Despite her own anger Margaret did not want to voice her opinion that this apparition had been drinking. Instead she said, “This is a café only patronised by decent Headingley residents and for your information Kirkstall Forge closed down some years ago.” Tenants? Margaret knew delusion when she met it.
Without a scruple Adeline looked straight at Margaret. “I can only think that you are the nun at Deene Park, inhabiting the spirit world yet grown old and disheartened.”
A nun? Margaret wondered if her headscarf had confused the woman.
“You don’t comprehend that I am acquainted with everyone worth knowing. His majesty honoured me with constant visits to my houses in town. You cannot know the pleasure I experienced from his agreeable visits and his kind friendship. We often discussed Art together.”
Uncharitable notions came to Margaret’s mind. Was Deene Park a local mental hospital? (Her daughter told her to call them psychiatric hospitals but Margaret could not see why.) Should this woman be locked up?
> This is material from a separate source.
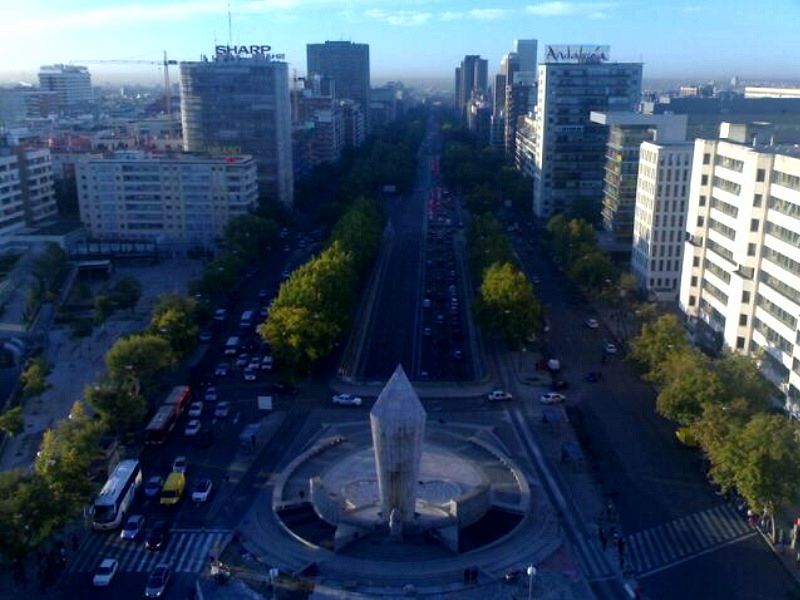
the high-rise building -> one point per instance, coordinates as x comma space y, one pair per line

Perhaps she was in ‘community care’ and was allowed out – while this was a vague concept to Margaret she snatched upon it as the explanation.
Meanwhile the owner had appeared at the table to ask for the woman’s order.
“Are you the owner of this establishment?” Adeline’s voice became both softer and coquettish.
“Yes.” The man looked puzzled at her turn of phrase, yet arranged his smile to reflect a tolerance of any unusual behaviour, and amusement at her flirting.
“Do send a message to Don Antonio to return my carriage, my good man.”
As Margaret excused herself by asking to use the toilet facilities behind the kitchen, she heard him say, “Would you like me to call a taxi for you?” She did not hear the reply as she wanted the chance to withdraw from this absurd situation.
As she returned to her seat the owner was busy at the counter but there was no sign of Adeline.
“Has she left?” Margaret expressed both surprise and relief.
“I went to the kitchen to pretend to get someone to take a message to ‘Don Antonio’ and when I came back she was gone. Is she a friend of yours?”
Margaret was vehement, pursed up her lips in disdain and signalled ‘no’ by nodding her head. “Do you know she called your café a hovel?”
The proprietor chuckled. “Do you think it’s a hovel?”
“Good heavens, no! I was only telling my friend Joan that we must come and have lunch here one day soon. I do dislike any kind of snobbery.”